Toutefois, ces derniers temps, des poursuites particulièrement sévères contre des responsables et des gouvernements étrangers ont de nouveau pris pied devant les tribunaux américains, a-t-elle déclaré.
« Il y a eu de très bons conseils juridiques ici », a déclaré Brunk à propos du dossier d’al-Jabri, qui dure depuis longtemps.
D’autres procès ont également progressé. Une cour d’appel américaine à San Francisco a autorisé le mois dernier la relance d’un procès intenté par des dissidents chinois accusant le gouvernement chinois de les espionner.
Cependant, plutôt que de poursuivre la Chine en justice, les dissidents ont ciblé Cisco Systems, la société technologique de la Silicon Valley qu’ils accusaient d’avoir développé le système de sécurité qui permettait l’espionnage.
Un procès devant jury fédéral en Floride cet été a déclaré Chiquita Brands responsable des meurtres de civils colombiens par un groupe paramilitaire de droite que la société bananière a reconnu avoir payé. Les avocats ont qualifié cela de première contre une grande entreprise américaine.

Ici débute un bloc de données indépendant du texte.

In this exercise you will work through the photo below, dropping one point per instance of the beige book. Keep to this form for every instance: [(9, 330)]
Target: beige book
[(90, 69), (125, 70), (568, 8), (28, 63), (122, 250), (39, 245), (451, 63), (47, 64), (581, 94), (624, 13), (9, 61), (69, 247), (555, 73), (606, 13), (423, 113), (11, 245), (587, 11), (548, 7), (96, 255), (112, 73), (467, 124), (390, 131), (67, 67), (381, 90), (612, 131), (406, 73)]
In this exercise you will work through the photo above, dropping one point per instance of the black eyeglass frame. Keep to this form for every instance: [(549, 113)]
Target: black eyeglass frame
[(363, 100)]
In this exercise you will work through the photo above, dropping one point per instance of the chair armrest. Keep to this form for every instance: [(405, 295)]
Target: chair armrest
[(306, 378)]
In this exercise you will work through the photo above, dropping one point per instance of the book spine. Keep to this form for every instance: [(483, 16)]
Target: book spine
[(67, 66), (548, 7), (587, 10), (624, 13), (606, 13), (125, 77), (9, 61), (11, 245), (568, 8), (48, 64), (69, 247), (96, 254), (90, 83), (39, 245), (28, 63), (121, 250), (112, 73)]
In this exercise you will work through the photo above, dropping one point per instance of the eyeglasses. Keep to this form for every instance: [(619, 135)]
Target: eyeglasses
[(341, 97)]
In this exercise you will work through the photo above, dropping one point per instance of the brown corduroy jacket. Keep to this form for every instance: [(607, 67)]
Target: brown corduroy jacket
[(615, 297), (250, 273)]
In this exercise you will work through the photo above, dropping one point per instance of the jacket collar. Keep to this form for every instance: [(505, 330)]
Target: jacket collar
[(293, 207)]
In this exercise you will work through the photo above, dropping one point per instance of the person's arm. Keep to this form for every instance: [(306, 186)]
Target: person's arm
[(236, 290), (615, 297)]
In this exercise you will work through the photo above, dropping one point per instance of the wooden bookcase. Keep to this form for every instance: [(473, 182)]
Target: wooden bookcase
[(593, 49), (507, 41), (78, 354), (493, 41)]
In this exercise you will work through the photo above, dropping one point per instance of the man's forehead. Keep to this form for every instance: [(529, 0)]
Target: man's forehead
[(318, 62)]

Les tribunaux américains ont également autorisé récemment des poursuites liées aux droits de l’homme visant la Turquie et l’Inde.
Une partie de la hausse des affaires relatives aux droits de l’homme – celles ciblant des responsables et des gouvernements étrangers ou ciblant des entreprises américaines – devant les tribunaux américains provient, une fois de plus, du fait que les plaignants « poursuivent des approches juridiques vraiment prometteuses et vraiment créatives », a déclaré Brunk.
Khalid al-Jabri a déclaré que la famille ne cherchait pas d’argent dans le cadre de son procès. Ils veulent justice pour son père, a-t-il déclaré, et la liberté pour sa sœur et son frère détenus.